The new show doesn’t appear to have a name yet — it’s just titled “New Show For Athletes 35 and Up” — but CrossFit HQ has launched a new program aimed at their slightly older contingent. The first CrossFit Games to include a Master’s category was in 2010, and last year over 158,000 of the athletes that competed in the CrossFit Open were over 35 years old.
[One of our favorite videos from McKernan is the time he showed us what happens when you drop a 135-pound kettlebell on concrete.]

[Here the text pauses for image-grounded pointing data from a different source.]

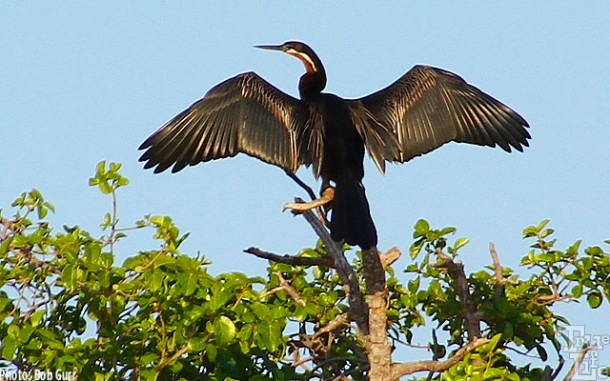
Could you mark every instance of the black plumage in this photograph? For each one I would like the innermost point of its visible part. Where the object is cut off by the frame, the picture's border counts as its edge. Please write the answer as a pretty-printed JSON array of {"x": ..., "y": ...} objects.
[{"x": 424, "y": 109}]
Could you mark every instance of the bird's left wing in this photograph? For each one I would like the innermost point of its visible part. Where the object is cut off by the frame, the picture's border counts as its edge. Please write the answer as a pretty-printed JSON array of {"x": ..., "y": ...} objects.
[
  {"x": 428, "y": 107},
  {"x": 242, "y": 114}
]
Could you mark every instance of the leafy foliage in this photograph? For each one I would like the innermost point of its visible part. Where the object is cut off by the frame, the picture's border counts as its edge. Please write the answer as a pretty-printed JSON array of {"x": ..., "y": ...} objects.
[{"x": 65, "y": 304}]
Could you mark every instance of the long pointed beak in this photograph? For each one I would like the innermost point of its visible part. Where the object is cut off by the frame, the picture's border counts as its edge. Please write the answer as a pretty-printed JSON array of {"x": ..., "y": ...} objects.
[{"x": 270, "y": 47}]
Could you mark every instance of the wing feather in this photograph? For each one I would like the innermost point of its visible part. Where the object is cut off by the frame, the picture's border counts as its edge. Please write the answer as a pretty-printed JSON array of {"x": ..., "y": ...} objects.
[
  {"x": 428, "y": 107},
  {"x": 242, "y": 114}
]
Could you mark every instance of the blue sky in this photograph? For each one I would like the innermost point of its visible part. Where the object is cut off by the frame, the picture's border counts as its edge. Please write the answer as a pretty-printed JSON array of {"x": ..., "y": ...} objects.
[{"x": 84, "y": 82}]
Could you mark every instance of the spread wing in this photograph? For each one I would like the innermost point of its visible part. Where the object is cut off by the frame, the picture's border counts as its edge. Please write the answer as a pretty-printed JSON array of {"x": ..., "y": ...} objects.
[
  {"x": 428, "y": 107},
  {"x": 242, "y": 114}
]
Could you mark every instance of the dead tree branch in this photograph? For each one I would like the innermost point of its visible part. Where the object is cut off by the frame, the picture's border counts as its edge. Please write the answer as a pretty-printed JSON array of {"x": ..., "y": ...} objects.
[
  {"x": 579, "y": 359},
  {"x": 406, "y": 368},
  {"x": 289, "y": 259},
  {"x": 472, "y": 317}
]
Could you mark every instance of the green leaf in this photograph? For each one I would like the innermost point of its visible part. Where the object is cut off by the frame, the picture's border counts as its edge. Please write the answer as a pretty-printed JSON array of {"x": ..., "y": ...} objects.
[
  {"x": 460, "y": 242},
  {"x": 9, "y": 347},
  {"x": 594, "y": 299},
  {"x": 224, "y": 330},
  {"x": 196, "y": 344},
  {"x": 421, "y": 228}
]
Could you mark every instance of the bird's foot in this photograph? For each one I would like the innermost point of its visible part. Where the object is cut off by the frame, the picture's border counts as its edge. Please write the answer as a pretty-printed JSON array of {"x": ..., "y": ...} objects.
[{"x": 299, "y": 207}]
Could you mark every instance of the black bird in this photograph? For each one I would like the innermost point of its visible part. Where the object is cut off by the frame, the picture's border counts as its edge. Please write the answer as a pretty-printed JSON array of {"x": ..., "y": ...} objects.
[{"x": 424, "y": 109}]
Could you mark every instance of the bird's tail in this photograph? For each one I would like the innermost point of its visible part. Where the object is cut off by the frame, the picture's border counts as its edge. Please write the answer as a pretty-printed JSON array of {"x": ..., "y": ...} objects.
[{"x": 351, "y": 218}]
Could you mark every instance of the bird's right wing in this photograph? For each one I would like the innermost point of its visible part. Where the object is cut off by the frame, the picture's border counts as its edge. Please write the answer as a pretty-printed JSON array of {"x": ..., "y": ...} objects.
[{"x": 242, "y": 114}]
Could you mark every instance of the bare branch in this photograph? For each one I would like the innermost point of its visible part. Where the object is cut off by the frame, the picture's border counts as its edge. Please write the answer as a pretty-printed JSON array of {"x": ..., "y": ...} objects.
[
  {"x": 579, "y": 359},
  {"x": 472, "y": 317},
  {"x": 497, "y": 271},
  {"x": 389, "y": 257},
  {"x": 289, "y": 259},
  {"x": 403, "y": 369},
  {"x": 358, "y": 309},
  {"x": 289, "y": 289}
]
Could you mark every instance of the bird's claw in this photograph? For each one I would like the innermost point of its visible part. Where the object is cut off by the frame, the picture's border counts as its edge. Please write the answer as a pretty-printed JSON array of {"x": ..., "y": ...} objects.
[{"x": 299, "y": 207}]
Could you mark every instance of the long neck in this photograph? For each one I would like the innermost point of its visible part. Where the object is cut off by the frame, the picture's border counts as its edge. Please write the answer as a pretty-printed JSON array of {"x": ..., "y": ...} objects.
[{"x": 312, "y": 83}]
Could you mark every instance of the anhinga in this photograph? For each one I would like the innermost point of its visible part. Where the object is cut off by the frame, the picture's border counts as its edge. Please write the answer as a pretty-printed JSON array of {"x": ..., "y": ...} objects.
[{"x": 424, "y": 109}]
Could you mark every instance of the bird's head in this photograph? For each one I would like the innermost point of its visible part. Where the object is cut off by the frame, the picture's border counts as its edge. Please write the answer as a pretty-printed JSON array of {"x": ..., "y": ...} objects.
[
  {"x": 301, "y": 51},
  {"x": 314, "y": 80}
]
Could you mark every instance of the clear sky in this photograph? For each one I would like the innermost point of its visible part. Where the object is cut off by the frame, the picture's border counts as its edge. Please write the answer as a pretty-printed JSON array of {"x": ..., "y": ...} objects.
[{"x": 84, "y": 82}]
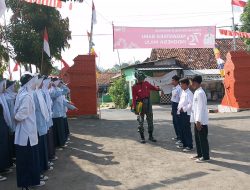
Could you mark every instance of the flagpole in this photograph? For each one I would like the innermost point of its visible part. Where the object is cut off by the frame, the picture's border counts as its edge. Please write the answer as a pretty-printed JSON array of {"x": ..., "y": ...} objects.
[
  {"x": 41, "y": 72},
  {"x": 233, "y": 29},
  {"x": 91, "y": 31}
]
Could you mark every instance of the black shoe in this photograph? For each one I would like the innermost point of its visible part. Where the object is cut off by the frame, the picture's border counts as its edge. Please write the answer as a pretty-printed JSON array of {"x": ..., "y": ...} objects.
[
  {"x": 142, "y": 138},
  {"x": 152, "y": 139}
]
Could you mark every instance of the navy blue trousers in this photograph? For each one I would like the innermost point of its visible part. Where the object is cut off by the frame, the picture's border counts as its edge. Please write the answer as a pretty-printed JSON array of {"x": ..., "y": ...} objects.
[
  {"x": 176, "y": 120},
  {"x": 187, "y": 138}
]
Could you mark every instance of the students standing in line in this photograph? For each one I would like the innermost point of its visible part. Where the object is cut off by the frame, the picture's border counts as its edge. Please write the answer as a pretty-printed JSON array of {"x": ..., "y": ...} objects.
[
  {"x": 58, "y": 111},
  {"x": 184, "y": 110},
  {"x": 5, "y": 122},
  {"x": 26, "y": 138},
  {"x": 199, "y": 117}
]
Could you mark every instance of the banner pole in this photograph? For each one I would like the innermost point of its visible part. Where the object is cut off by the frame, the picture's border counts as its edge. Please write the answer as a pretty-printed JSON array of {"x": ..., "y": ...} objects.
[
  {"x": 91, "y": 31},
  {"x": 233, "y": 29}
]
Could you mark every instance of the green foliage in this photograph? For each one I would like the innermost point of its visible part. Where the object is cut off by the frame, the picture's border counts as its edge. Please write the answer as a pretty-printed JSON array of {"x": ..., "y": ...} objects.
[
  {"x": 119, "y": 93},
  {"x": 25, "y": 33},
  {"x": 245, "y": 19}
]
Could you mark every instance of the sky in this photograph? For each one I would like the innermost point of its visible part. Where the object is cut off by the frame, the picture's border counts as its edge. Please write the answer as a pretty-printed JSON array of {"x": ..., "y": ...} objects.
[
  {"x": 141, "y": 13},
  {"x": 137, "y": 13}
]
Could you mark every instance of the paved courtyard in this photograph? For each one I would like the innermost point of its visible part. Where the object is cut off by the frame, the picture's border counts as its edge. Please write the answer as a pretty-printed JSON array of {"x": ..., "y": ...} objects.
[{"x": 105, "y": 154}]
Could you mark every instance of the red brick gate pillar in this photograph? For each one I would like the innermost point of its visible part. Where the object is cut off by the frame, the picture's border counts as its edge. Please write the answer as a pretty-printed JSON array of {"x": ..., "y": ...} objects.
[
  {"x": 237, "y": 82},
  {"x": 81, "y": 78}
]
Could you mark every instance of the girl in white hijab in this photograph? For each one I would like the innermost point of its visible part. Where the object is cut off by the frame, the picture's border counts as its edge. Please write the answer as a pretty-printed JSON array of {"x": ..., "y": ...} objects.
[
  {"x": 4, "y": 132},
  {"x": 50, "y": 136},
  {"x": 10, "y": 96},
  {"x": 26, "y": 138},
  {"x": 42, "y": 117}
]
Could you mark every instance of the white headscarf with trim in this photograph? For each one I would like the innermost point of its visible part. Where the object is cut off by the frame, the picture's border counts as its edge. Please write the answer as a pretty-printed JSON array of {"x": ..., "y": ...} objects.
[
  {"x": 45, "y": 89},
  {"x": 6, "y": 111},
  {"x": 41, "y": 100}
]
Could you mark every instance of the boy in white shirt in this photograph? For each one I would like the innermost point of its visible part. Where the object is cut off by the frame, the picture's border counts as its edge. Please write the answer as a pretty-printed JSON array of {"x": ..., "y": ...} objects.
[
  {"x": 199, "y": 117},
  {"x": 184, "y": 110},
  {"x": 176, "y": 94}
]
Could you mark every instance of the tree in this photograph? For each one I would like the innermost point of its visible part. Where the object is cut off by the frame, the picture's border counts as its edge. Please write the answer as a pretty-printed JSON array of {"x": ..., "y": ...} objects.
[
  {"x": 245, "y": 19},
  {"x": 25, "y": 33},
  {"x": 119, "y": 93}
]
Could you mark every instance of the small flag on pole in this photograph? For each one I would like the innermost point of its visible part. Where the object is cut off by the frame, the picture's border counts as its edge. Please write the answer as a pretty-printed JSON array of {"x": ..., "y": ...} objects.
[
  {"x": 89, "y": 35},
  {"x": 2, "y": 7},
  {"x": 239, "y": 3},
  {"x": 16, "y": 67},
  {"x": 93, "y": 13},
  {"x": 50, "y": 3},
  {"x": 46, "y": 43},
  {"x": 64, "y": 63},
  {"x": 93, "y": 52}
]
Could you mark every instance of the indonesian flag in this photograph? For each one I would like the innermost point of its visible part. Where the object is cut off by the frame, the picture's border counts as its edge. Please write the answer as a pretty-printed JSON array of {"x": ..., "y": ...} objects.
[
  {"x": 16, "y": 67},
  {"x": 64, "y": 63},
  {"x": 50, "y": 3},
  {"x": 46, "y": 43},
  {"x": 93, "y": 13},
  {"x": 239, "y": 3},
  {"x": 2, "y": 7}
]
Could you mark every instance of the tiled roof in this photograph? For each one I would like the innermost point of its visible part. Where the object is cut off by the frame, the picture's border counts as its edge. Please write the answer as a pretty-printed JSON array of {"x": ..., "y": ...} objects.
[
  {"x": 105, "y": 78},
  {"x": 197, "y": 58}
]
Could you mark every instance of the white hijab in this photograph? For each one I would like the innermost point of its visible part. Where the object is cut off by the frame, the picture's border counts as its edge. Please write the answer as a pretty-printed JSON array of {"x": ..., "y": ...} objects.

CrossFit HQ has been doing a solid job of including these participants in the sport, including launching a division just for those aged 35 to 39 last year. (This decision brought Chris Spealler out of retirement, though the age group was ultimately won by Kyle Kasperbauer and Stephanie Roy.)
The first episode of the show, hosted by CrossFit, Inc.’s television host and producer Rory McKernan, is largely a collection of shoutouts for athletes in the CrossFit Masters Facebook group. He first celebrates a 43-year-old female athlete’s squat double of 231 pounds, which he notes was the 1-rep max of many female athletes who competed in the 40- to 44-year-old age group at last year’s Reebok CrossFit Games.
The highlights finish with a strict bar muscle-up from 53-year-old Magnus Nirell and a link to their playlist of several videos featuring Master’s athletes, including this one focusing on Lucie Hobart entitled “Fit at 56.”
[Nutrition needs also change as we get older. Here are 4 nutrients that are extra important for athletes over 50.]
Although CrossFit does a lot of work encouraging athletes over 35 to get involved with the sport, it’s a smart move to create a video series dedicated to popularizing the movement. McKernon ends the show by asking viewers what they would like to see from a video series focusing on the 35+ age group. How would you answer?